Good vibes don’t replace clear terms. Even great partners can face hard decisions. Contracts are how you protect both sides when the pressure is on (especially when the human players in the relationship can change). And for founders, anytime you’re raising capital, allocating ownership, or promising returns, it’s critical to do more than just document it, you need to get it right under the law. Following the applicable statutes and common law precedent isn’t just about compliance; it’s about protecting your investment. Risk is inevitable in business, and equity disputes, whether with counterparties, investors, co-founders, or employees, often arise when expectations aren’t aligned or enforceable. Clear, legally sound structuring from the outset is the most effective way to avoid litigation, promote transparency, and reduce the chances of internal or external conflict before it begins.

2. Know your industry’s governing rules and “culture.”

In grain, we had NGFA rules. In tech, it might be open-source licensing or SaaS subscription frameworks. Every industry has a “code” and if you’re not fluent in it, you’re exposed. Knowing this sort of “third” law helps build relationships within the business community you’re involved in—and helps you to avoid any disputes that might come from a bad interpretation of the “culture.”

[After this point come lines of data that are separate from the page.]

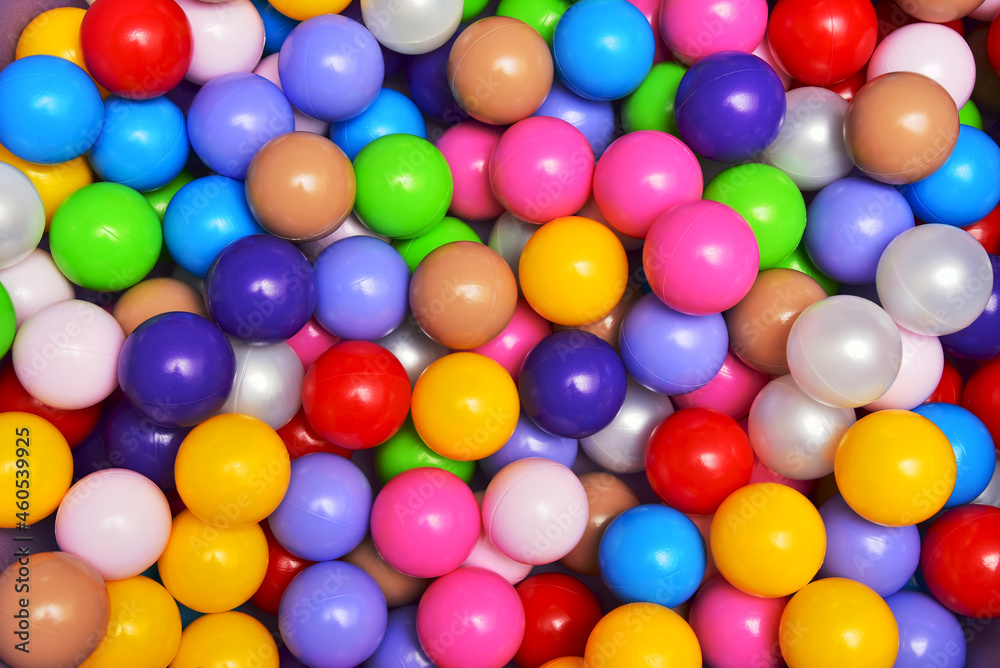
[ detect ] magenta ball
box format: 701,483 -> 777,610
594,130 -> 704,239
642,200 -> 760,315
414,568 -> 524,668
371,467 -> 481,578
489,116 -> 594,224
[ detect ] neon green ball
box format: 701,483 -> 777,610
704,163 -> 806,270
49,183 -> 163,292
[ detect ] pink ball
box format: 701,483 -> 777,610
56,469 -> 171,580
436,121 -> 503,220
673,350 -> 767,420
660,0 -> 767,65
642,200 -> 760,315
470,297 -> 552,382
689,576 -> 788,668
417,568 -> 524,668
490,116 -> 594,224
371,468 -> 481,578
594,130 -> 704,239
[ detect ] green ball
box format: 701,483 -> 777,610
774,245 -> 840,295
497,0 -> 569,46
622,62 -> 687,137
392,216 -> 483,271
354,134 -> 454,239
704,163 -> 806,270
49,183 -> 163,292
375,418 -> 476,485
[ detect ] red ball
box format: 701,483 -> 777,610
646,408 -> 753,515
302,341 -> 410,450
278,408 -> 354,459
0,364 -> 103,448
920,506 -> 1000,619
80,0 -> 192,100
767,0 -> 878,86
251,522 -> 315,615
514,573 -> 602,668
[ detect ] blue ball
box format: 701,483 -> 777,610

3. Winning isn’t always the same as being right.

Litigation and arbitration take time and money. Sometimes the best legal decision is the one that preserves future opportunity, not just maximum extraction today.

In the end, the difference between success and failure can sometimes be the ability to manage uncertainty with clarity and humility. Just like in trading, you won’t always control the market, but you can control how you prepare for volatility and strategize to wade your way through risk.

And if you’re ever in a position where you’re technically right but strategically stuck, remember: broke counterparties can’t pay, and enemies don’t become customers.